As part of My New Backyard, I decided to make a little paper mache table after spotting this one at West Elm. Paper mache is probably not the best idea for an outdoor table, but since this was made with recycled cardboard and newspapers, it cost me all of $10. Why not? I also sealed it up pretty well, and I’ll show you how.

You could make a paper mache table in any style for indoor use and it would cost you a fraction of store bought furniture. And bonus: it was a really fun project to do with the kid. Learn how to make a paper mache table after the jump!

How to Make a Paper Mache Table

Materials:
1 big recycled cardboard box
15″ round cake boards
Hot Glue Gun & Sticks
Duct Tape
Old Newspapers
Wallpaper Paste
Acrylic Sealer Spray

First you’ll need some cardboard. Why not use a shipping box?

I decided I wanted my table to be 22″ High and 15″ in diameter. So I figured the circumference at 47.12 and cut a piece of cardboard 47.12″ X 22″ with a box cutter. So you figure the same for your table heigh and size. You can also make a square table, or an octagon, or a decahedron, really it’s up to you.

Because we are making a circle we need to make our cardboard more flexible. So peel off the top layer of paper as best you can.

You may see that it doesn’t all come off, like this:

Use your fingernail or a knife to slash all the spaces in between the corrugations so it looks like this:

Now roll it up just to get it nice and pliable.

Roll it back and forth, bending between the corrugations, until it is more flexible.

Now bring the ends together to form a tube,

and tape together with duct tape.

Now we need to make it more sturdy, so let’s put a support inside. You’d think your supports should be cut the height of your table by the diameter, but you also need to account for the thickness of the cardboard on each side and the top & bottom. My cardboard is 1/4″ thick so I cut my pieces to 14.5″ wide by 21.5″ tall. You need to cut two pieces.

Then I measured from the center of the width (7.25″) to the center of the height (10.75″) and cut slits 1/4″ thick right down that line.

Now slide the two pieces together at the slots you cut to create an X.

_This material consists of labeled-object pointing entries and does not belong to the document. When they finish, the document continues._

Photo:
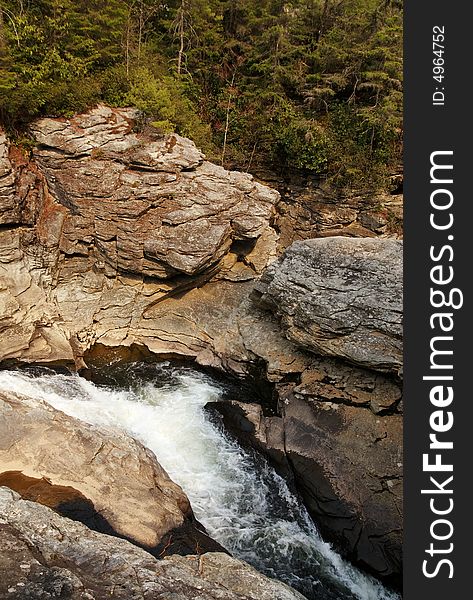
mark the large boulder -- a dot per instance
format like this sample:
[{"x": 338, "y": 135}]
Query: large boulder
[
  {"x": 347, "y": 463},
  {"x": 109, "y": 481},
  {"x": 340, "y": 297},
  {"x": 143, "y": 203},
  {"x": 46, "y": 557}
]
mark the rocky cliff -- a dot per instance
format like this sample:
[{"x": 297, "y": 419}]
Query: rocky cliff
[
  {"x": 45, "y": 556},
  {"x": 115, "y": 238}
]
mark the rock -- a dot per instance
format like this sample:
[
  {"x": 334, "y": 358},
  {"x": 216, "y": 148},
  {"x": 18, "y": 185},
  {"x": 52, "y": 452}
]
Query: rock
[
  {"x": 141, "y": 203},
  {"x": 45, "y": 557},
  {"x": 247, "y": 422},
  {"x": 340, "y": 297},
  {"x": 110, "y": 481},
  {"x": 348, "y": 466},
  {"x": 126, "y": 243},
  {"x": 312, "y": 209}
]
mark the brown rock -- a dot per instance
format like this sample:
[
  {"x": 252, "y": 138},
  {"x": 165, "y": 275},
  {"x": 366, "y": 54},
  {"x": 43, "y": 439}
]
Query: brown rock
[{"x": 46, "y": 557}]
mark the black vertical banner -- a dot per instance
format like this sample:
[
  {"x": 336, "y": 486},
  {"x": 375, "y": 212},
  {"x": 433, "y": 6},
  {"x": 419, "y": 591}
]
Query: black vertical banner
[{"x": 437, "y": 302}]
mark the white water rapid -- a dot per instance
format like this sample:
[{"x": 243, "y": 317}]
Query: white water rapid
[{"x": 235, "y": 494}]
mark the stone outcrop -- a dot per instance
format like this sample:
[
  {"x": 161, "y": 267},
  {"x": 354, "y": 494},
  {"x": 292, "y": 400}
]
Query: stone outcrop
[
  {"x": 46, "y": 557},
  {"x": 123, "y": 239},
  {"x": 340, "y": 297},
  {"x": 111, "y": 482}
]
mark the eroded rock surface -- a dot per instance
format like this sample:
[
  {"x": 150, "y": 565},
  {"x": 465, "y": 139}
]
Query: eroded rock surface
[
  {"x": 46, "y": 557},
  {"x": 113, "y": 481},
  {"x": 340, "y": 297},
  {"x": 115, "y": 238}
]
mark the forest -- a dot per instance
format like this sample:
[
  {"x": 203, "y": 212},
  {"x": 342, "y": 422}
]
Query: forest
[{"x": 312, "y": 85}]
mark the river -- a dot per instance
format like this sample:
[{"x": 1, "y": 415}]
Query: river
[{"x": 240, "y": 499}]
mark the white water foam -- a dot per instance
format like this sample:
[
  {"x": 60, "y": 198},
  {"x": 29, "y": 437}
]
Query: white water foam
[{"x": 238, "y": 497}]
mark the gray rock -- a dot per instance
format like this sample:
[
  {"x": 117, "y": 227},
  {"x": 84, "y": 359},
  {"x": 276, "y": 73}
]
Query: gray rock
[
  {"x": 45, "y": 557},
  {"x": 340, "y": 297}
]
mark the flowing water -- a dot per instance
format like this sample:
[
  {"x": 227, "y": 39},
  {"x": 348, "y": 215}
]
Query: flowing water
[{"x": 243, "y": 503}]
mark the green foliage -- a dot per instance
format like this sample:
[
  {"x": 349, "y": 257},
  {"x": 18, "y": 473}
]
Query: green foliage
[{"x": 306, "y": 84}]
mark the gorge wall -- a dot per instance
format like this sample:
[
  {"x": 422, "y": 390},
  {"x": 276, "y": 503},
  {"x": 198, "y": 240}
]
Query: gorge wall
[{"x": 114, "y": 238}]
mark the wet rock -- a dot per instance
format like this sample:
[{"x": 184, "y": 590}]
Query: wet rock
[
  {"x": 109, "y": 481},
  {"x": 45, "y": 557},
  {"x": 348, "y": 466}
]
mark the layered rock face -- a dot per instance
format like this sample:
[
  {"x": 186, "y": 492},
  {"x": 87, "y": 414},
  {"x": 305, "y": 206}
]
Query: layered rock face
[
  {"x": 114, "y": 238},
  {"x": 46, "y": 557},
  {"x": 111, "y": 482}
]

Slip your support inside your tube.

At this point you should add the top and bottom. You could cut a top and bottom out of cardboard (make them 2 or 3 pieces thick for extra stability) but I am bad at cutting perfect circles and I wanted my top and bottom extra sturdy, so I ordered two 15″ round masonite cake board for $9 each from amazon.  Since I was on a roll, and my cake boards would not arrive for two days, I went ahead and added my decorative elements first.

So I drew lines 1/2″ apart across a piece of 4″ wide cardboard leftover from my giant recycled shipping box.

Then I cut them out.

Then I whipped out the trusty hot glue gun and began gluing them on around my cardboard tube in a chevron pattern.

I didn’t get all crazy neat and specific with this, it’s going to have paper mache on top so I went for a more laid back look (and easier process).

I did four rows of chevron zig zags.

Now my table looks like this.

I went ahead and sprayed the whole thing with polyurethane in an effort to mitigate the wetness that will occur when we apply our paper mache and make the table a little stronger.

Finally, my cake boards arrived. I slipped one on each side of my cardboard frame and duct taped around the edges.

I also experimented with taping around the embellishments, to see if it made a difference when applying the paper mache (by protecting from wetness), but it didn’t, so don’t worry about it.

Time to make our paper mache! I used a pulp, but you could do strips. Here is how I made my pulp. I ripped up about 6 copies of the LA Weekly and throwing them in a bucket (so there are a lot of ads for escorts and lap-bands in my table).

Soak it all in water.

In the morning agitate the whole mixture. I actually let mine sit for four days, because that’s how long it took me to get around to finishing the table, so it was nice and pulpy. But if yours is still too paper like, you could boil it for 30 minutes while mixing it and the fibers will separate. So now it looks like this:

Strain it and put the pulp back in a bucket. Get as much water out as you can. Put on some gloves. Mix in wallpaper paste until it is a clay texture.

Apply to your table, making sure to cover everything. You can let the kid help here, just make sure they don’t eat it.

Smooch break.

Let it dry. A long time. Until it is really really super dry.

If you need to, make more pulp and do some touch ups. Let it dry again.

Now it’s completely dry. I decided to smooth out the texture a bit with some plaster, but I didn’t take pics. Suffice it to say I mixed up some plaster and used a gloved hand to smooth it on. Next step it to paint it. You can use any kind of paint you want, but I used spray paint because it’s so dang easy. I used two cans of gloss ivory. Make sure it is an oil based enamel to get a good seal. Let it dry, then coat it with acrylic sealer spray. Let it dry. Coat it again.

It definitely looks homemade, but I don’t mind, I love using the table with my daughter and listening to her tell everyone that she made it herself!